On November 24, the University of Toronto Mississauga Students’ Union (UTMSU) held its Annual General Meeting, allowing all UTM students to propose and vote on important changes to the union.
After Division 2 Director Niguel Walker presented an amendment allowing the vice-president equity to appoint a chair if they were unable to make a bursary committee meeting, students approved all of the executive committee’s proposed changes to the UTMSU’s bylaws. These amendments include provisions allowing executives to pass the responsibility of chairing a meeting to another representative, removing mentions of the UTSU from the bylaws, and allowing BOD members to resign over the summer months.
Students also approved the audited financial statements for the Blind Duck Pub and the UTMSU, which the UTMSU’s Board of Directors (BOD) reviewed during its November meeting.
During the meeting, the UTMSU also highlighted its upcoming Lobby Week, which will take place from January 30, 2023 to February 3, 2023. During this week, the UTMSU aims to highlight three of its main campaigns: Academic Advocacy, Education For All, and Food Security Now.
Academic Advocacy campaign
As part of its Academic Advocacy campaign, the UTMSU calls on the university to allow students accused of an academic offense to review evidence from their case at least four weeks prior to Departmental, Decennial, and Tribunal hearings. The UTMSU also wants U of T to set a time limit for resolving academic misconduct cases, capping Departmental and Decennial cases at two months and Tribunal meetings at six months. This time limit would allow students to continue their studies without hearings stalling their ability to take courses or graduate.
Currently, departments are authorized to handle matters of academic integrity for assignments worth 10 per cent or less of a course’s final grade. The UTMSU also wants to increase that threshold from 10 per cent to 25 per cent. “As UTM students, we know half of our assignments are [less than] ten per cent. It’s usually more than that,” Suraqa Noor, vice president university affairs, said in an interview with The Varsity.
Noor also explained the need to reinforce instructors’ duties outlined in Section C. I.(A) of the Code of Behavior on Academic Matters, which requires that instructors inform a student immediately after discovery of an academic offence.
Finally, the UTMSU is lobbying U of T to extend the credit/no credit deadline to the day students receive their final grades.
Food Security Now campaign
Regan Roopnarine, vice president equity, presented the recommendations from the Food Security Now campaign.
The UTMSU hopes to increase the diversity of food options on campus by pushing food services to provide better vegetarian, vegan, halal, kosher, and gluten-free options, as well as train staff on how to make and serve foods that accommodate these diets.
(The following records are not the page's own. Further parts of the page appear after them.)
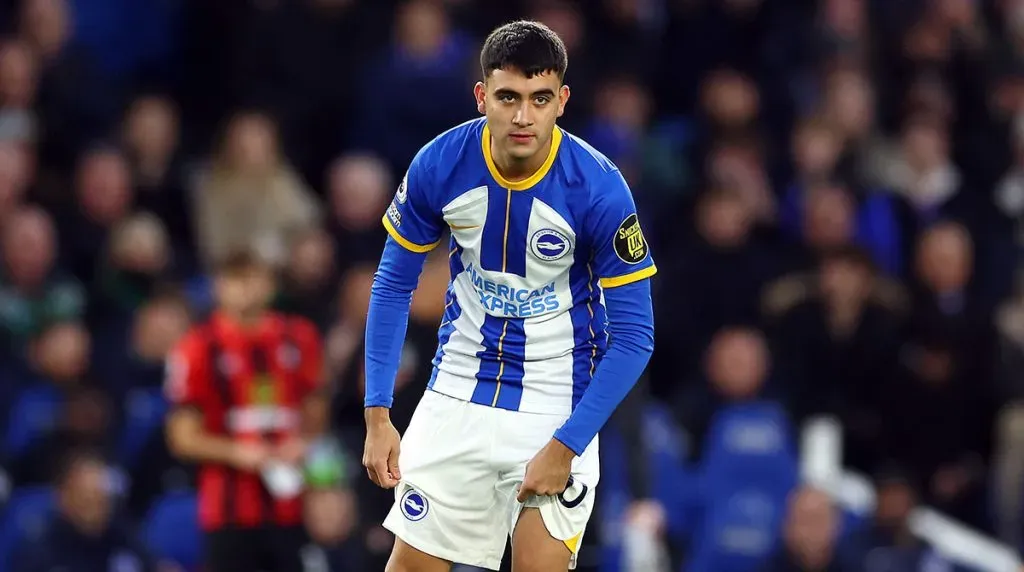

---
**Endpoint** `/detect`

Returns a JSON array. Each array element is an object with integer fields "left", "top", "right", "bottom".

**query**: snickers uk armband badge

[{"left": 613, "top": 213, "right": 649, "bottom": 264}]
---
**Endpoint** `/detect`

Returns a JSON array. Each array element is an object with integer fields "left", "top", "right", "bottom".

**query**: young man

[
  {"left": 363, "top": 21, "right": 656, "bottom": 572},
  {"left": 164, "top": 251, "right": 325, "bottom": 572}
]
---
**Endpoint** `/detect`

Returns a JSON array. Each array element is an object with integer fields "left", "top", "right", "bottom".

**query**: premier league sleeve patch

[
  {"left": 613, "top": 213, "right": 648, "bottom": 264},
  {"left": 395, "top": 174, "right": 408, "bottom": 204}
]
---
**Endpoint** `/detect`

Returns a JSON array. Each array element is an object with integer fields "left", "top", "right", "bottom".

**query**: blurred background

[{"left": 3, "top": 0, "right": 1024, "bottom": 570}]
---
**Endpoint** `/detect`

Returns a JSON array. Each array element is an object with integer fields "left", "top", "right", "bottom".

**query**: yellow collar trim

[{"left": 481, "top": 124, "right": 562, "bottom": 191}]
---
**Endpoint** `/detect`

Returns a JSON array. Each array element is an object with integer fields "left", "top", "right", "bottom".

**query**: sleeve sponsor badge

[
  {"left": 395, "top": 175, "right": 408, "bottom": 204},
  {"left": 613, "top": 213, "right": 648, "bottom": 264}
]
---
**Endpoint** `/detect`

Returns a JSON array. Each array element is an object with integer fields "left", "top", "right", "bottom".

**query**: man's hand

For example, Roopnarine said that food services should train staff to not use a knife previously used on regular meat to cut halal meat.
The UTMSU also wants to expand students’ avenues to provide feedback and extend food service hours to accommodate students who don’t always eat at typical meal times.
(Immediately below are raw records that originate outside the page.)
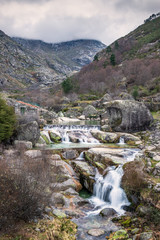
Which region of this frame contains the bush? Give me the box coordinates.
[0,97,16,143]
[62,77,73,94]
[0,154,50,230]
[110,54,116,66]
[132,86,139,99]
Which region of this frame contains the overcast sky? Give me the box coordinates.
[0,0,159,45]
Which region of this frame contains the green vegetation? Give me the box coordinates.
[115,40,119,49]
[93,54,99,61]
[132,86,139,100]
[0,96,16,143]
[106,46,112,53]
[62,77,73,94]
[110,53,116,66]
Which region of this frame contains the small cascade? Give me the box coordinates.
[89,149,139,215]
[62,131,70,143]
[43,125,100,144]
[118,136,125,145]
[76,151,84,160]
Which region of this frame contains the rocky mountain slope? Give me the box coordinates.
[0,30,105,91]
[70,15,160,100]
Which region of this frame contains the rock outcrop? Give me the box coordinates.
[16,121,40,145]
[103,100,153,132]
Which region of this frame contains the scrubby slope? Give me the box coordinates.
[71,15,160,99]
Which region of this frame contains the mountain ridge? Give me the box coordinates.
[0,31,105,91]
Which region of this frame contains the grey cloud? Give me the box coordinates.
[0,0,159,45]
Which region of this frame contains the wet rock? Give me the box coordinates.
[87,228,105,237]
[103,100,153,132]
[49,130,61,143]
[71,160,95,192]
[40,131,51,144]
[14,140,32,150]
[86,147,130,166]
[91,130,118,143]
[118,133,141,143]
[38,136,47,144]
[111,229,129,239]
[100,208,117,217]
[16,121,40,145]
[62,149,79,159]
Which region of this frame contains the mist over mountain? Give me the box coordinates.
[0,30,105,91]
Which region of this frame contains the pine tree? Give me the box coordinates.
[110,54,116,66]
[0,96,16,142]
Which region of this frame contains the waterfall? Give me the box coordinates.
[62,131,70,143]
[118,136,125,145]
[88,149,139,215]
[43,125,100,144]
[76,151,84,160]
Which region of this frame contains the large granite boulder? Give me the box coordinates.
[103,100,153,132]
[16,121,40,145]
[83,105,97,117]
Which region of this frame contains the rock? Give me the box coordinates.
[119,92,134,100]
[14,140,32,150]
[78,115,86,120]
[145,145,156,151]
[38,136,47,144]
[118,133,141,143]
[71,160,95,192]
[49,130,61,143]
[101,124,112,132]
[103,100,153,132]
[133,232,153,240]
[131,228,139,234]
[83,105,97,117]
[40,131,51,144]
[51,192,64,206]
[24,150,42,158]
[62,150,79,159]
[86,148,130,166]
[100,208,117,217]
[154,183,160,192]
[16,121,40,145]
[40,109,57,123]
[91,130,118,143]
[88,228,105,237]
[58,111,64,117]
[153,155,160,161]
[111,229,129,240]
[52,209,66,218]
[137,205,151,217]
[100,93,112,106]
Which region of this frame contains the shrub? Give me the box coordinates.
[0,154,50,230]
[132,86,139,99]
[62,77,73,94]
[0,96,16,143]
[110,54,116,66]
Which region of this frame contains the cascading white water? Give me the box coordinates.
[44,125,100,144]
[118,136,125,145]
[88,149,139,215]
[76,151,84,160]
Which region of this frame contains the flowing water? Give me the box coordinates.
[88,149,139,216]
[43,125,101,148]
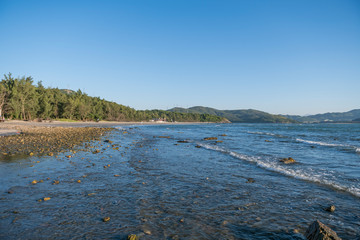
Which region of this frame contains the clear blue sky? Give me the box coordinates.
[0,0,359,115]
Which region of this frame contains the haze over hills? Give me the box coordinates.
[168,106,297,123]
[283,109,360,123]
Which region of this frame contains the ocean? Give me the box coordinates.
[1,123,359,239]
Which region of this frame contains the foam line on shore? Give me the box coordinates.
[199,143,360,198]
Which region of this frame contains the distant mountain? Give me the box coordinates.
[168,106,297,123]
[283,109,360,123]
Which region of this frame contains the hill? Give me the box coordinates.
[0,73,225,123]
[283,109,360,123]
[168,106,297,123]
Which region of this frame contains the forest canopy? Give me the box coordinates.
[0,73,225,123]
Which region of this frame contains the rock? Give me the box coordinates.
[325,205,335,212]
[93,149,100,154]
[204,137,217,140]
[127,234,139,240]
[246,178,255,183]
[144,230,151,235]
[177,140,188,143]
[195,145,201,148]
[279,157,296,164]
[305,220,342,240]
Finally, the UTMSU wants the UTM administration to partner with the UTM Food Centre “to promote local waste reduction and improve food security on campus.”
Education For All Campaign
As for the Education For All Campaign, the UTMSU wants to lobby the provincial government on the “reduction and gradual elimination of tuition fees for all students” and support efforts lobbying both the Provincial and Federal Governments to work toward transitioning student loans to student grants.
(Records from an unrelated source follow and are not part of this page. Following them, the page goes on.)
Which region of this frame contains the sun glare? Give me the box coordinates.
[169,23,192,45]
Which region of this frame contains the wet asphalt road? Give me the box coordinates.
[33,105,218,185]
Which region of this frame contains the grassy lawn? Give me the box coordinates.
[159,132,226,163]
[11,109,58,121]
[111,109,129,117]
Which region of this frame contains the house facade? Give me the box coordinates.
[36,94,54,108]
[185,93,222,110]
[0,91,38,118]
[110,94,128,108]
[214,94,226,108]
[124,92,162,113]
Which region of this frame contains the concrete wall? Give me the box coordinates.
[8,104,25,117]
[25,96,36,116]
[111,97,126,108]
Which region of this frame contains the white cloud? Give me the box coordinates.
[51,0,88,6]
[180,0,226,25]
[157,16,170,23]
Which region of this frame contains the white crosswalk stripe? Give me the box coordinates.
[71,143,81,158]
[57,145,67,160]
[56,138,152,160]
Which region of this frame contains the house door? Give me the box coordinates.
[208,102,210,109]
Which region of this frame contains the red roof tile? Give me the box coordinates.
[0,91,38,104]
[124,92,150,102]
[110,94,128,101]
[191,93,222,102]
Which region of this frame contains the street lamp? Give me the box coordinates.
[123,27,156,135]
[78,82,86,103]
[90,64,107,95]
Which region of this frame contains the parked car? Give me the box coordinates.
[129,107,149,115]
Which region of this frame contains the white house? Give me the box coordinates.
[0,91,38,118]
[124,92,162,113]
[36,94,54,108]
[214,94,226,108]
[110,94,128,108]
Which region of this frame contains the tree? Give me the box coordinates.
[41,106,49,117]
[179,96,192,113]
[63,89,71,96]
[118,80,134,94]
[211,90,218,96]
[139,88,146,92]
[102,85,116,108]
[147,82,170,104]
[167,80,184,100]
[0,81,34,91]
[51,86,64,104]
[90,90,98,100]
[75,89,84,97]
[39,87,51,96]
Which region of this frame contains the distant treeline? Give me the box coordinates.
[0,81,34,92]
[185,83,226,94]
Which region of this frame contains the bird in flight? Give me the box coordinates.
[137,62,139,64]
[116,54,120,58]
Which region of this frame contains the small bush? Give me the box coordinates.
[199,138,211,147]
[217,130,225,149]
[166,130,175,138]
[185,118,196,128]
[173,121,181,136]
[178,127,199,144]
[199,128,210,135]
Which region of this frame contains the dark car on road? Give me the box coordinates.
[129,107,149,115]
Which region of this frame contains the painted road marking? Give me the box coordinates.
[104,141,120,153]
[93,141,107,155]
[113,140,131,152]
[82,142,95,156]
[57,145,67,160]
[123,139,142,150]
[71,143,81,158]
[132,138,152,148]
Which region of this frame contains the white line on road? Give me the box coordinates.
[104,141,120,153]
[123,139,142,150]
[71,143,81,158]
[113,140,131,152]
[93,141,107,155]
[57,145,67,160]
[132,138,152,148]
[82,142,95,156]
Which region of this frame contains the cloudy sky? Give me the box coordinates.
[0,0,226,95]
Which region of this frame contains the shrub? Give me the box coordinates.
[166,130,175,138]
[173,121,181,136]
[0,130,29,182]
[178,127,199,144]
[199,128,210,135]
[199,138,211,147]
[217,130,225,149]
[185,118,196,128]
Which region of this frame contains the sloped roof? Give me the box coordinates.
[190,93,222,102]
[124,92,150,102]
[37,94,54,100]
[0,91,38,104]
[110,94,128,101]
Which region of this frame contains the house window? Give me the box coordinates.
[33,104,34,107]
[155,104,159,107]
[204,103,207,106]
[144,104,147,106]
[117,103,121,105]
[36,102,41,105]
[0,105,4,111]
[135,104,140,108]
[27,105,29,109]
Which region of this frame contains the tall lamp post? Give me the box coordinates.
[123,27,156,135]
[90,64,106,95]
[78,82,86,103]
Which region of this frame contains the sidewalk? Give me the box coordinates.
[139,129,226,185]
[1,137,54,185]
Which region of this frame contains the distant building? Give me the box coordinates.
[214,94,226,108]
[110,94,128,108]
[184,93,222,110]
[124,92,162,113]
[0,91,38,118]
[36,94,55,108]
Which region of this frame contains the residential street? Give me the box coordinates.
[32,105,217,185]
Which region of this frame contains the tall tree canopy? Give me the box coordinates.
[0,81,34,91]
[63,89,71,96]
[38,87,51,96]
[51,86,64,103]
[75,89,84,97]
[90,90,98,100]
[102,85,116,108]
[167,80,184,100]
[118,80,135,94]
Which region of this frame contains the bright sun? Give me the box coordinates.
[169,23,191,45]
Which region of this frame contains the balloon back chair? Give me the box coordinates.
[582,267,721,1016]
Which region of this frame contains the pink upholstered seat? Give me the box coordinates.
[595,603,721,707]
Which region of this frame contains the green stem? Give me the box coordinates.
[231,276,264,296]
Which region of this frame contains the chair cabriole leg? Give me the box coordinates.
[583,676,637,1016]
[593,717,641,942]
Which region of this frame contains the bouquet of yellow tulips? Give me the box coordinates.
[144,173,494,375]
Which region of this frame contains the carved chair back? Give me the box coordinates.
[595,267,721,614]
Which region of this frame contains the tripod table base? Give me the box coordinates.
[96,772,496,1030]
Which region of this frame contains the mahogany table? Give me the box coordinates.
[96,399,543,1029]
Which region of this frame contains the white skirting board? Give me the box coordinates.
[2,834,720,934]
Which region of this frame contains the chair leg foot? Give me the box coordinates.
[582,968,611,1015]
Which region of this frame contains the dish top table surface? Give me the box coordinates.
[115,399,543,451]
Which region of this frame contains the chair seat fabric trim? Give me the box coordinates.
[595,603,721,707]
During his presentation of the lobbying goals, Alistair Kirk, vice president external, highlighted the need for alternative modes of education. “We want the university to provide an online option… for undergraduate classes,” said Kirk. “Professors have gotten accustomed to using video sharing platforms and video conferencing calls and also have already recorded lectures, so we think that they already have the resources to pursue such a goal.”
Finally, the UTMSU hopes to increase nonacademic scholarships for students and eliminate the tuition fee increase for out-of-province students.